Not getting his hands dirty

If you haven’t been watching the BBC2 comedy Quacks, you’re missing a treat. It’s set in the world of mid-Victorian medicine, an era when the discipline was beginning its dramatic metamorphosis into a rigorous science. Anaesthesia had just arrived on the scene, and a younger generation of surgeons and physicians was eager to discard outmoded thinking and replace it with something new.

A lot of historical knowledge has clearly gone into Quacks, but more importantly it’s very funny, well written and has an unusually excellent cast. There’s a particularly droll cameo by Rupert Everett, who plays Dr Hendrick, the hospital’s senior physician.

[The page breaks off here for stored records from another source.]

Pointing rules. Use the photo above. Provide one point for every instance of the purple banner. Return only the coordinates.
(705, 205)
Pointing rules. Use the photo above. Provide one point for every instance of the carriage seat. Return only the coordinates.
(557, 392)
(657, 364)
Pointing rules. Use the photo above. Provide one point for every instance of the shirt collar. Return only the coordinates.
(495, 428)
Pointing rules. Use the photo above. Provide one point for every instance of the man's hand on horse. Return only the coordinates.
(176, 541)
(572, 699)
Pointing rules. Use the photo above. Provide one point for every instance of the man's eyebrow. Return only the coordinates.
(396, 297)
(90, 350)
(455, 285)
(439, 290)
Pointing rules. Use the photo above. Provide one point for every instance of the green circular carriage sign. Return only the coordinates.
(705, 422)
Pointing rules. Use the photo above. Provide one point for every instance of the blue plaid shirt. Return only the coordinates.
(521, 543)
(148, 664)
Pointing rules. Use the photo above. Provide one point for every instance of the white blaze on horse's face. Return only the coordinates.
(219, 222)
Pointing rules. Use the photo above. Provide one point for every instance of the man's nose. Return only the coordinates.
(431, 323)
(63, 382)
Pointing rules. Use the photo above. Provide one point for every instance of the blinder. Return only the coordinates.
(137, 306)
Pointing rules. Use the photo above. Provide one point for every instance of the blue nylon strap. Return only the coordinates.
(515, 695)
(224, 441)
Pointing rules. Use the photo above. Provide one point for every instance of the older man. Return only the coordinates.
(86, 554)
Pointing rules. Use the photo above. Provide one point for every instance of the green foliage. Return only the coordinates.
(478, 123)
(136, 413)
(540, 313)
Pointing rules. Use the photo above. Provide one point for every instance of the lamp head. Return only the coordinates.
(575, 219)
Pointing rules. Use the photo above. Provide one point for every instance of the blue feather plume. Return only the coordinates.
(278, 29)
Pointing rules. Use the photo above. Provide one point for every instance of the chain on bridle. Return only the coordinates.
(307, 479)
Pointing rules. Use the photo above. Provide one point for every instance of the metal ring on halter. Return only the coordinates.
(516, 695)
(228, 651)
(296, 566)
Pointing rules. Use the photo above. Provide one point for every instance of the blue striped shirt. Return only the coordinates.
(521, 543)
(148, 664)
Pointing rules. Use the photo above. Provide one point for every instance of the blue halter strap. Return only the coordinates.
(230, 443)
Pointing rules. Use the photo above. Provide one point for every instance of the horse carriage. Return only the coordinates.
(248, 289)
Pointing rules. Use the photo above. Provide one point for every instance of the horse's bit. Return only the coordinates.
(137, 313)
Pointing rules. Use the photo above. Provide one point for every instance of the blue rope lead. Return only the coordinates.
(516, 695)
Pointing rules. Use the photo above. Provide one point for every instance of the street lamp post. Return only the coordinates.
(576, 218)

He’s the embodiment of fusty medical tradition: a remnant of the eighteenth century, he is far too grand to examine a patient at first hand, preferring to offer his diagnoses with Olympian detachment.

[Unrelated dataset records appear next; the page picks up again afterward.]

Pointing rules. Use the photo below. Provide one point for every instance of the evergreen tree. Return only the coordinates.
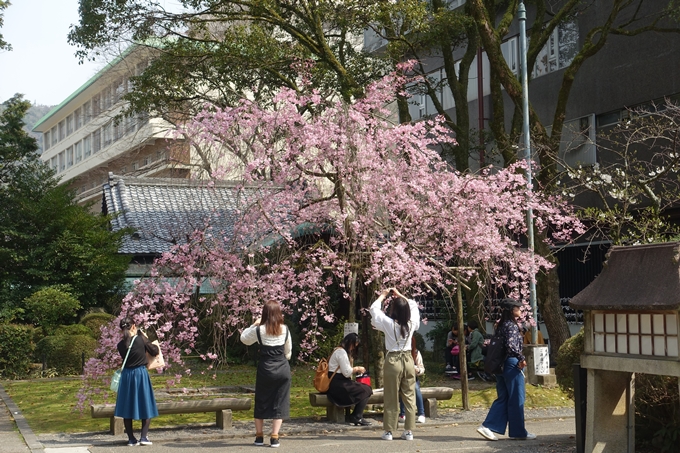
(46, 238)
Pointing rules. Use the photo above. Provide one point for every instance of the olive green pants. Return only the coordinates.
(399, 378)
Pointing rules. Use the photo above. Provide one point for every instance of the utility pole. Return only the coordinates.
(526, 155)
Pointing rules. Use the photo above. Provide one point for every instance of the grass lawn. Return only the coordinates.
(49, 404)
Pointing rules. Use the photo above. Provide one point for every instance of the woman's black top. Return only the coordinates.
(137, 356)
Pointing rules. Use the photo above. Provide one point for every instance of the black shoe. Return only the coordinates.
(360, 421)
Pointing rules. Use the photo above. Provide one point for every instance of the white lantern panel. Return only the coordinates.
(671, 325)
(658, 324)
(621, 346)
(646, 345)
(610, 322)
(621, 323)
(611, 343)
(672, 346)
(659, 345)
(645, 323)
(599, 322)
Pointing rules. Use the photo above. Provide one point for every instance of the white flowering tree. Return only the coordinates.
(627, 196)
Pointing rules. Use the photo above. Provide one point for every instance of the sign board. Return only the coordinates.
(351, 327)
(541, 360)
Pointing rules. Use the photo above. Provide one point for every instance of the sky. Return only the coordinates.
(42, 66)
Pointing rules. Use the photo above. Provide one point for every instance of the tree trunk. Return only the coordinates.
(548, 292)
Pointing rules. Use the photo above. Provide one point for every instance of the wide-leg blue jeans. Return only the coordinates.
(508, 409)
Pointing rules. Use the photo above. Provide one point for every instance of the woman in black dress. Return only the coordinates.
(135, 400)
(272, 384)
(343, 391)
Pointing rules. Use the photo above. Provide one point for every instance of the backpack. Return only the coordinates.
(321, 380)
(495, 354)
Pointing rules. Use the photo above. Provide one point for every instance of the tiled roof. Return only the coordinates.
(164, 211)
(639, 277)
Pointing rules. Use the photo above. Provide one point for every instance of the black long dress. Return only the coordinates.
(272, 385)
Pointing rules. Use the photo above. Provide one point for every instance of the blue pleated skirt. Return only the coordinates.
(135, 395)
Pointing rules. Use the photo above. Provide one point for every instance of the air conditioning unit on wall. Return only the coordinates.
(577, 146)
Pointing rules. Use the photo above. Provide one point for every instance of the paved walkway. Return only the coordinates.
(454, 431)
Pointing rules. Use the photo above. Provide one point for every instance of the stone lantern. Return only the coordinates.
(631, 325)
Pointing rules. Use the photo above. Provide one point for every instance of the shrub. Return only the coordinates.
(64, 352)
(95, 321)
(16, 349)
(567, 356)
(51, 306)
(74, 329)
(656, 411)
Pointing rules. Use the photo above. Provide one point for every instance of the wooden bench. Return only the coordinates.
(336, 414)
(221, 406)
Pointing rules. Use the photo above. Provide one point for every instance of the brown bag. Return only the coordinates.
(153, 362)
(321, 380)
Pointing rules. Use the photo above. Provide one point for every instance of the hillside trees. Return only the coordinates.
(398, 216)
(45, 237)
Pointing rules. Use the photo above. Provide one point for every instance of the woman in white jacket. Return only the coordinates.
(399, 377)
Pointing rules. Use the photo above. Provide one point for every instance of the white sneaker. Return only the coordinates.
(530, 436)
(486, 432)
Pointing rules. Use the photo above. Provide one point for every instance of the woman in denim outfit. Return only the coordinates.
(508, 409)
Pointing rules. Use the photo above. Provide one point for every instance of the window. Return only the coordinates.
(87, 146)
(106, 98)
(69, 157)
(650, 334)
(87, 112)
(79, 151)
(142, 119)
(118, 89)
(96, 141)
(118, 129)
(107, 134)
(559, 50)
(69, 125)
(77, 115)
(96, 105)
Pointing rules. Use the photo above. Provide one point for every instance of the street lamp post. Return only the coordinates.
(526, 154)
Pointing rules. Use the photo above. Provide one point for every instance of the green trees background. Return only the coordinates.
(57, 260)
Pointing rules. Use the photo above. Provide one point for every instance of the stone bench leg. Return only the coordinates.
(335, 414)
(116, 426)
(430, 407)
(223, 419)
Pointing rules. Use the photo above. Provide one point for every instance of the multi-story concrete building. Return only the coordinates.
(86, 137)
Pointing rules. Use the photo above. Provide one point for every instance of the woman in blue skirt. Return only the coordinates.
(135, 399)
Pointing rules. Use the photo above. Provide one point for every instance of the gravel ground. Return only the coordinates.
(307, 426)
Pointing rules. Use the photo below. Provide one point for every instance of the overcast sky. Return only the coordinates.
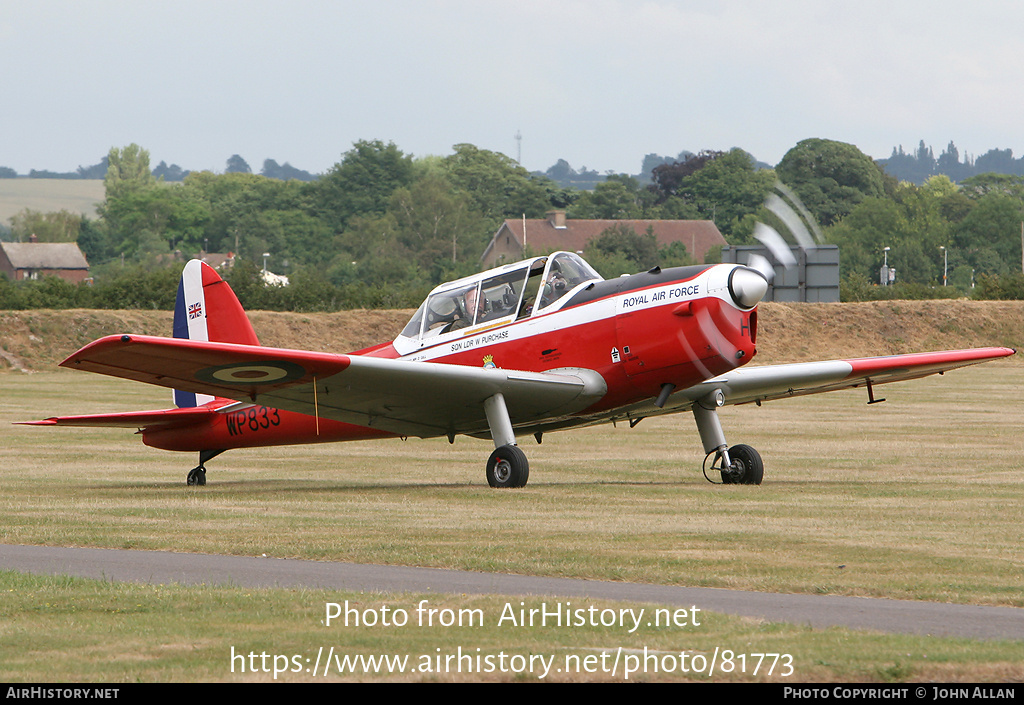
(599, 83)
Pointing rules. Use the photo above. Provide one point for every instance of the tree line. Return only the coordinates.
(381, 227)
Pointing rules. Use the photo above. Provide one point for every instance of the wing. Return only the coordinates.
(748, 384)
(404, 398)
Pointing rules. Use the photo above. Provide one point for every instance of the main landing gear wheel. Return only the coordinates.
(747, 467)
(508, 466)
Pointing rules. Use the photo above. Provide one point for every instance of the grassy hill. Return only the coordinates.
(787, 332)
(49, 195)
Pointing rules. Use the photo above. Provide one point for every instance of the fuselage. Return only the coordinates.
(674, 327)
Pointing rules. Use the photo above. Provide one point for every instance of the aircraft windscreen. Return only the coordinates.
(565, 272)
(495, 298)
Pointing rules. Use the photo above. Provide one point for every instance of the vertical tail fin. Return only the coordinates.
(206, 308)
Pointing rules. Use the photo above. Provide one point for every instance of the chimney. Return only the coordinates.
(556, 218)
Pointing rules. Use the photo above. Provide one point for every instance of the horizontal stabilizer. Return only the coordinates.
(150, 420)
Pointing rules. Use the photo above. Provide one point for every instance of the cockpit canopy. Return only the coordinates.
(498, 296)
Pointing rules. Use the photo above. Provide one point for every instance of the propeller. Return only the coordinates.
(798, 221)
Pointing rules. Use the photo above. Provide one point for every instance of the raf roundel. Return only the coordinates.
(246, 374)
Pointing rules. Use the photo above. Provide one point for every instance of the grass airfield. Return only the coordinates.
(918, 498)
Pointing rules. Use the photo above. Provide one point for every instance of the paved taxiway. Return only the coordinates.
(817, 611)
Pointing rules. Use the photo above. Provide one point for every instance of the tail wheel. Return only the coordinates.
(747, 467)
(508, 466)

Even the ridiculous bits of Quacks often turn out to be historically accurate, and Dr Hendrick’s demeanour is one of them. Not long after watching the last episode I came across this report, which was published in the Medical Observations and Inquiries in 1771:

painful constipation from indurated faecesThe writer is not identified, although the article was later attributed to the physician John Fothergill. The subject is the edifying one of constipation caused by impacted faeces; it’s clear that, like Dr Hendrick, the author was not a fan of getting his hands dirty.

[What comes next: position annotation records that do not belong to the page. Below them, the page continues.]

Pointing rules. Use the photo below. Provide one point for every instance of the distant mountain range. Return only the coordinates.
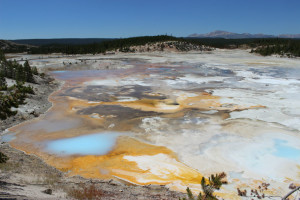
(230, 35)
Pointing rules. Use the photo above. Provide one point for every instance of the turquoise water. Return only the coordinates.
(285, 151)
(94, 144)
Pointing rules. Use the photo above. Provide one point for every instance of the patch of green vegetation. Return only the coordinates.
(15, 95)
(3, 158)
(213, 183)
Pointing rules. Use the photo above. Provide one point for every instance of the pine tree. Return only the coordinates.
(3, 85)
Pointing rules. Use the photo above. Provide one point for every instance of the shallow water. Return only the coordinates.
(93, 144)
(187, 115)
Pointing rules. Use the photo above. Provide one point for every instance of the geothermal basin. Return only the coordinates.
(171, 118)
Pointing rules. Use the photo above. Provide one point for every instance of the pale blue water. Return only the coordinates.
(285, 151)
(94, 144)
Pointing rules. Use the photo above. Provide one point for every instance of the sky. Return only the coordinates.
(27, 19)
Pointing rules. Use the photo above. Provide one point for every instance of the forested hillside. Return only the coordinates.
(14, 95)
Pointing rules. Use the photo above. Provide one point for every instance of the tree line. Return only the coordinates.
(263, 46)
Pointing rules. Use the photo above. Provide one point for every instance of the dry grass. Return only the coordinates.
(85, 192)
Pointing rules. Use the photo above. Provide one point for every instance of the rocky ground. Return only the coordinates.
(28, 177)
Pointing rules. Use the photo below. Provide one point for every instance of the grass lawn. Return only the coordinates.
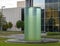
(2, 43)
(5, 33)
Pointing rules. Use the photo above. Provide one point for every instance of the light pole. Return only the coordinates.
(2, 16)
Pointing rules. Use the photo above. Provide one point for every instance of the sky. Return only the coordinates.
(13, 3)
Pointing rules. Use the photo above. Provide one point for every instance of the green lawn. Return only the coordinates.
(5, 33)
(2, 43)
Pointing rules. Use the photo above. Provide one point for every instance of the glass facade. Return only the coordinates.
(52, 15)
(32, 23)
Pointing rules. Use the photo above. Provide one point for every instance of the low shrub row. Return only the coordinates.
(53, 33)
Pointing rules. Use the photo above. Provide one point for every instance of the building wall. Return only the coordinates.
(52, 8)
(21, 4)
(12, 15)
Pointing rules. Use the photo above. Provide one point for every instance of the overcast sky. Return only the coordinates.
(13, 3)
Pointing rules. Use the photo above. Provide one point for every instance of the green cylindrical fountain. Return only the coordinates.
(32, 22)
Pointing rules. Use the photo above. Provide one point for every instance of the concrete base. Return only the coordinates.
(44, 40)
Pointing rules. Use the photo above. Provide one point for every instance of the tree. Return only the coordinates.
(20, 24)
(10, 25)
(1, 20)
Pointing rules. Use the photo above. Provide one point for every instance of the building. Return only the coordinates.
(52, 15)
(13, 15)
(21, 4)
(29, 3)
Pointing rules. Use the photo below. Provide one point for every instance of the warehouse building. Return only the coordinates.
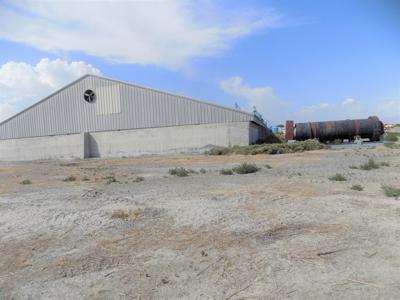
(99, 117)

It is known, that from many causes, from the use of the bark especially, it happens, such quantities of hardened faeces are sometimes collected in the rectum, as nature, without assistance, is unable to expel.

By ‘the bark’ the anonymous writer means cinchona bark, usually known at this date as Peruvian bark. A source of quinine, it was used to treat fevers.

I shall relate one single case particularly, as some useful hints may be collected from it, as well as from some other cases of the like tendency, sufficient, I hope, to lead the young practitioner into a method of distinguishing this disorder from others, which, though in some appearances the same, are diametrically opposite.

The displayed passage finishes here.